If the voter marks the party column, the vote goes to the political party and will be pooled to determine the number of legislative seats it secures. If the candidate's column is marked, the vote goes to the legislative aspirant. He or she will automatically win a seat if they secure at least 30 percent of the bench-mark votes. The rest of the House seats will be allocated to political parties, in accordance with the volume of votes cast per party.

Major factions at the House plan to revise the election law to change the current closed election system to an open election system, for the sake of fairness. The turn-around comes amid political parties' attempts to regain public trust after a number of lawmakers have been implicated in corruption cases.

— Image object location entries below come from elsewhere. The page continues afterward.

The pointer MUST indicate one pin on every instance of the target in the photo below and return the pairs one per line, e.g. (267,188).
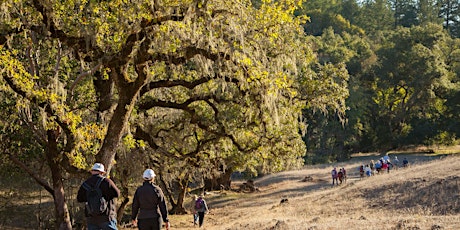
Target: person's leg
(92,227)
(110,225)
(201,217)
(149,224)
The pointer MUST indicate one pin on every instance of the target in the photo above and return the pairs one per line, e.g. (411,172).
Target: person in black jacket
(107,220)
(149,205)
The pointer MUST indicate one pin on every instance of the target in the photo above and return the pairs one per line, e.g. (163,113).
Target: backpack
(96,204)
(198,203)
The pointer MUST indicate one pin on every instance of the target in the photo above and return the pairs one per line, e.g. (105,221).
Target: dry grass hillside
(422,196)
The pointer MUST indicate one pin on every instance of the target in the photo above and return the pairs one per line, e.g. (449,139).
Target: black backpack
(96,205)
(198,203)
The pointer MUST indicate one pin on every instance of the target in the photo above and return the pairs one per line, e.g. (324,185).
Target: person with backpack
(149,205)
(201,208)
(99,193)
(335,176)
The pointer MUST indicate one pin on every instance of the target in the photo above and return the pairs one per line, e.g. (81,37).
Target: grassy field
(422,196)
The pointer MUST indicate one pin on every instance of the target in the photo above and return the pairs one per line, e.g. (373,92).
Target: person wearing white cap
(107,218)
(149,205)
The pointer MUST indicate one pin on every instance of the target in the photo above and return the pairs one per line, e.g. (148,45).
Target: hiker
(192,207)
(390,165)
(106,218)
(335,176)
(405,162)
(396,162)
(368,170)
(201,208)
(386,158)
(372,166)
(344,174)
(149,205)
(361,171)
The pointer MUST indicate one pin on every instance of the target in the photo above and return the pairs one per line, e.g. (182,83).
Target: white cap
(98,167)
(148,174)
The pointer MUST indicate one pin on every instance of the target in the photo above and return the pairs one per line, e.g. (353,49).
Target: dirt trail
(266,210)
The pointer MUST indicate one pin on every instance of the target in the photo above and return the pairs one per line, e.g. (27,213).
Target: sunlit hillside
(423,196)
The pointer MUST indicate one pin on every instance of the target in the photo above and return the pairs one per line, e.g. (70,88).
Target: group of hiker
(339,176)
(149,209)
(382,165)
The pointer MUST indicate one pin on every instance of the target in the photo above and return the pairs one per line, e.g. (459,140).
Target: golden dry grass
(423,196)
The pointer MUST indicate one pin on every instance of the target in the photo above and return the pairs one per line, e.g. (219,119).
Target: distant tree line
(402,57)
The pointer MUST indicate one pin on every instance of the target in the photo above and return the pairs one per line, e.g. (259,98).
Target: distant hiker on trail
(344,174)
(368,171)
(192,207)
(386,158)
(149,205)
(396,161)
(372,166)
(390,165)
(361,171)
(201,208)
(335,176)
(405,162)
(99,193)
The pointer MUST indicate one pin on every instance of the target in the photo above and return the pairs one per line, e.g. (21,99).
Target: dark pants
(110,225)
(149,224)
(201,218)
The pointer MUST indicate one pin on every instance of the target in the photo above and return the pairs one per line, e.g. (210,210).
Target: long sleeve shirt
(149,202)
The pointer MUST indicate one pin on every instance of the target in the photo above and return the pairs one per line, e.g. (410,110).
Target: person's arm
(205,206)
(135,206)
(163,208)
(113,189)
(81,195)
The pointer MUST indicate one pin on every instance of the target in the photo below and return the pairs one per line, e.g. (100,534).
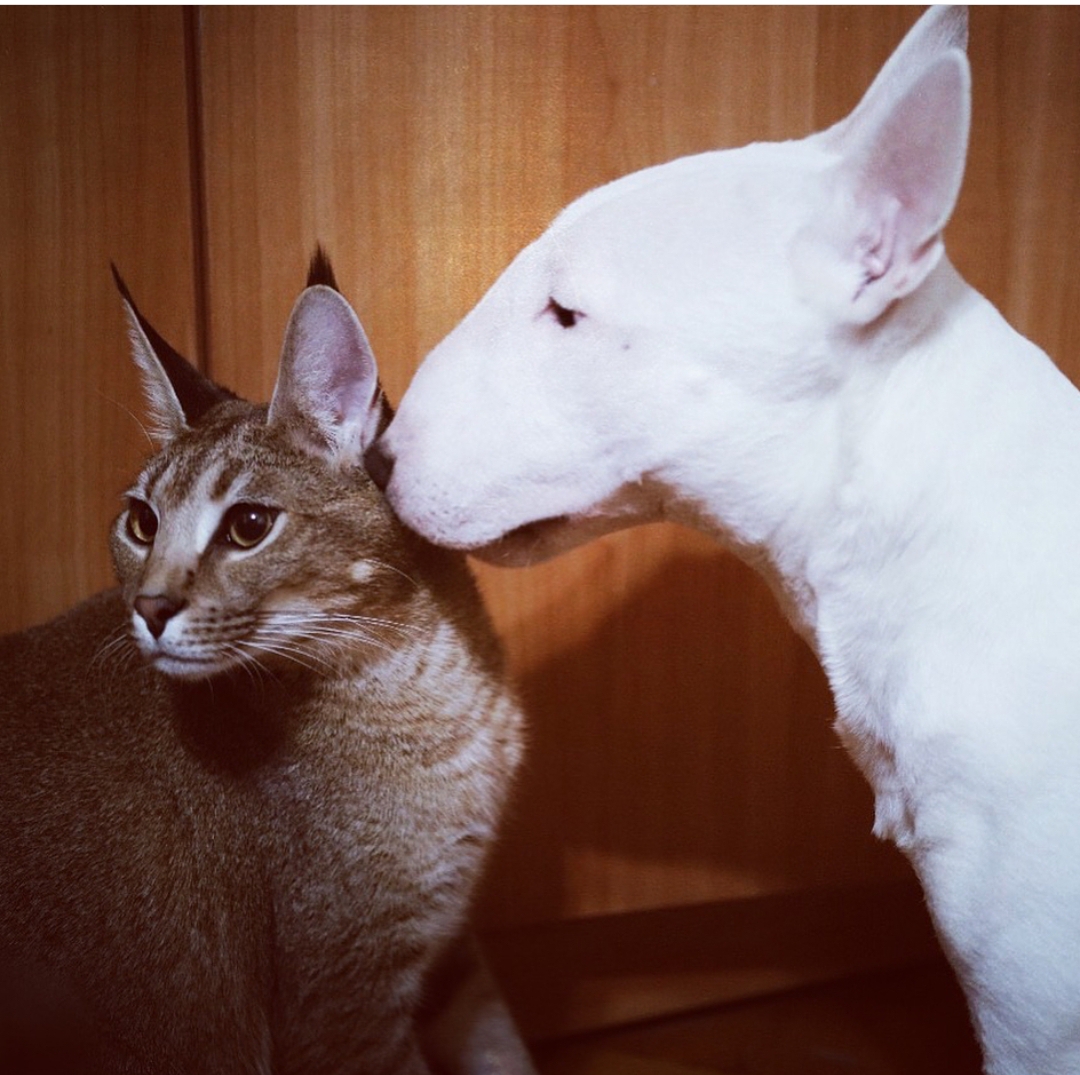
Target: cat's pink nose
(157,609)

The Executive director of the Center for Electoral Reform (Cetro) Hadar Navis Gumay concurred with Ferry, saying the KPU should encourage voters to select candidates rather than parties.

He said general elections should be held to select peoples' representatives, rather than party representatives.

"If we decide to apply an open election system, voters will choose candidates. Therefore the ballot papers must be designed to enable voters to mark candidates and their numbers," Hadar said.

KPU member Andi Nurpati said the KPU had prepared three designs for ballot paper for the 2009 elections.

"We are seeking advice from the House and the government as to which design is considered to be the best. The final say, however, is with us," Nurpati said.

The KPU and the House are also deliberating the ballot markings. In previous elections, voters perforated ballot papers. Public support has increased for the KPU to ask voters to tick the ballot paper.